This classification can be done in a manner similar to the
classification of search query information, as explained earlier.
Alternatively, different classification algorithms may be
configured for achieving the objective. For classifying the
results, additional result categories (e.g., from a third-party
taxonomy) can be used, in addition to those provided in the input
categories list. Further, both these lists can be dynamic and
change over time. Based on result selection, the relevance factors
of the data sources are again updated according to the relevance of
results obtained from various sources with respect to the different
search categories.
[0068] At step 620, the retrieved results are presented to the
user. User responses are recorded at step 622 and source statistics
is updated accordingly. In other words, if the user views a search
result from a particular source, the relevance factor for that
source is increased.
[0069] In an embodiment of the disclosed invention, source
statistics may be configured to store two different lists of
relevance factors. One of the lists is updated based on explicit
and implicit user feedback and the other is updated in accordance
with classification of search results from the different
sources.
[0070] The process of dynamic source classification and source
statistics update results in increased efficiency in the process of
federated search. Over a period, as more and more federated
searches are performed by a user, the list of sources recommended
to the user become more and refined. Besides, being very relevant
to the search query, the recommended sources reflect a particular
user's preferences as well. Search results are more
context-sensitive since the source statistics implicitly
assimilates knowledge about a particular context from previous
searches.
Exemplary Embodiment
[0071] The operation of the system and method of the disclosed
invention can be further explained with the help of an example.

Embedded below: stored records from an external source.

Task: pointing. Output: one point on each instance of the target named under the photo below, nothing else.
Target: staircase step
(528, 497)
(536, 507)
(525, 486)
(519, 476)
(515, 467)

Suppose a user is working with a word processor application and is
viewing and editing a paper regarding Networking infrastructure.
The user highlights a section of the paper that deals with high
bandwidth infrastructure. Next, the user clicks on a pre-configured
button embedded within the word processor application, to invoke
federated search. A Win32 system-wide hook detects the information
and automatically populates it as the search query information and
communicates it to decision engine 104. Internally, classification
engine 402 determines that the input context matches two
categories, viz. `Networking Infrastructure` and `Fiber Optic
Switches`. Thus the user doesn't need to explicitly specify context
of the search query, or formulate appropriate search keywords.

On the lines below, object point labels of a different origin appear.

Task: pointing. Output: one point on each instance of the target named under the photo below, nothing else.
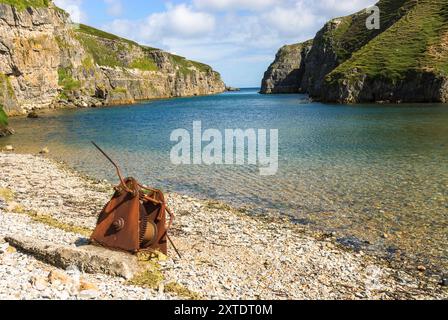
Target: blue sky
(238, 38)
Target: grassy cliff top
(92, 39)
(417, 41)
(23, 4)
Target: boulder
(90, 259)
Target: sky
(238, 38)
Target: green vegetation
(120, 90)
(5, 84)
(144, 64)
(351, 34)
(6, 194)
(413, 43)
(151, 278)
(102, 34)
(66, 80)
(181, 291)
(23, 4)
(3, 118)
(186, 66)
(106, 50)
(101, 53)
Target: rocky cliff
(46, 62)
(285, 73)
(405, 61)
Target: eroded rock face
(286, 72)
(47, 62)
(350, 64)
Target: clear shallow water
(360, 171)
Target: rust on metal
(135, 219)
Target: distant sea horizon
(375, 175)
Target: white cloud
(222, 5)
(114, 7)
(218, 33)
(179, 21)
(73, 7)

[0072] A pop-up window displaying the configured data sources
appears next, with some data sources already checked. These data
sources are identified via dynamic source mapping as already
explained in conjunction with FIG. 6. An example set of the checked
sources is as follows:
[0073] 1. Intranet tab
[0074] a. Sales database (Has previously yielded results on
customer records from Networking Company CISCO)
[0075] b. Portal (Intranet has marketing collateral on networking
verticals, including information on Nortel and Juniper
Networks)
[0076] 2. Internet tab
[0077] a. Factiva (Company information on Networking companies as
well as Fiber Optic Switch providers.
[0078] b. Moreover (News on networking companies)

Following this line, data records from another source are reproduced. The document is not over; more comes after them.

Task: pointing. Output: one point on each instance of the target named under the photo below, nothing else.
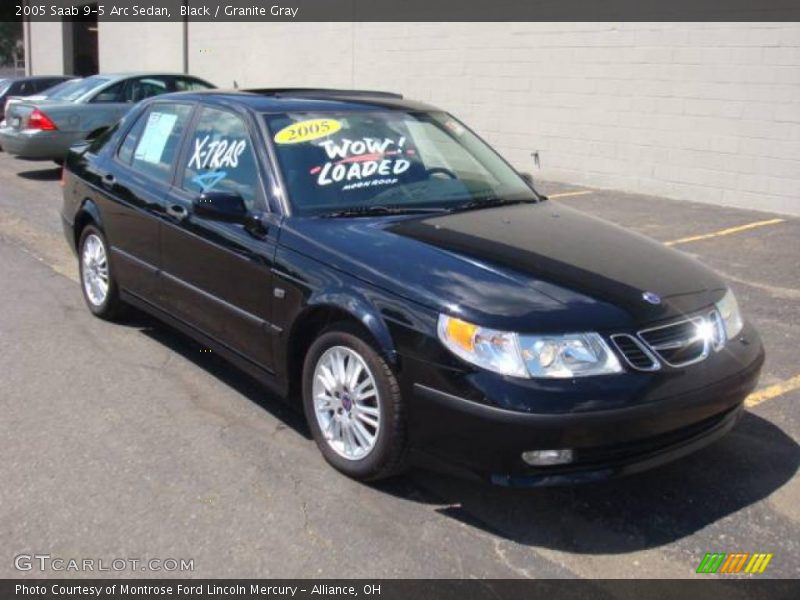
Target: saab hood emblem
(651, 297)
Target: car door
(133, 185)
(217, 275)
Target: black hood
(527, 267)
(570, 249)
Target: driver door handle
(177, 211)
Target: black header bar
(404, 10)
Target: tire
(103, 301)
(387, 453)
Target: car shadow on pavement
(624, 515)
(51, 173)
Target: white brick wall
(701, 111)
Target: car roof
(36, 77)
(304, 99)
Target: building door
(80, 44)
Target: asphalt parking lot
(129, 441)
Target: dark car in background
(374, 258)
(58, 90)
(26, 86)
(45, 129)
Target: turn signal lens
(38, 120)
(461, 333)
(494, 350)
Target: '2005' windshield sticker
(306, 131)
(215, 155)
(364, 162)
(157, 130)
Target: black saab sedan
(375, 258)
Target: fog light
(544, 458)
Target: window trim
(146, 110)
(261, 200)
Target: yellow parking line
(722, 232)
(569, 194)
(772, 391)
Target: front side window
(113, 94)
(221, 157)
(189, 84)
(332, 162)
(151, 146)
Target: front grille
(635, 353)
(676, 344)
(679, 344)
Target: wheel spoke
(363, 437)
(369, 410)
(364, 390)
(349, 425)
(368, 419)
(326, 377)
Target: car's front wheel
(97, 280)
(353, 406)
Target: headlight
(731, 317)
(552, 356)
(493, 350)
(573, 355)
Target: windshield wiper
(488, 203)
(369, 211)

[0079] c. Hoovers (Financial information on networking
companies)
[0080] 3. References tab
[0081] a. Encyclopedia--Networking
[0082] b. U.S. Patents--Networking, Fiber Optic
[0083] c. European Patents--Mobile Communications
[0084] d. Dictionary--Networking
[0085] e. C.vertline.Net is a general technology source that
matched Networking.
[0086] 4. Network tab
[0087] a. John Smith--Colleague who is an expert on Networking
since he's indexed a large set of documents on Networking
protocols.
[0088] Next, the user optionally fine-tunes the auto-selections and
initiates the search request. Some of the data sources may be
protected and require authentication prior to access. The source
modules associated with such sources take care of this. Results
from the selected data sources are then returned.
[0089] Even before the user selects any results, all results from
each source are categorized in accordance with step 618 as already
explained. Source statistics 506 are updated based on the relevance
of search results from different sources. Thus, if a more relevant
result was returned from U.S. Patents, the relevance of this source
for the categories "Networking Infrastructure" and "Fiber optic
switches" is boosted. This would entail multiplying the
pre-configured relevance factor with a specified factor. When the
user selects a result from Hoovers, its statistics for the given
categories is similarly updated. The source statistics update
changes the set of sources recommended for future queries and
inputs.
[0090] Thus, the disclosed invention enables the user to conduct
context-sensitive federated search from within an application. The
search can be conducted in real-time with dynamic feedback
incorporation in order to make future searches more focused. The
invention eliminates the need for explicit context specification
from the user. In addition, the user doesn't have to formulate
query terms for conducting the search. The system is personalized
to keep track of the user's preferences over a period.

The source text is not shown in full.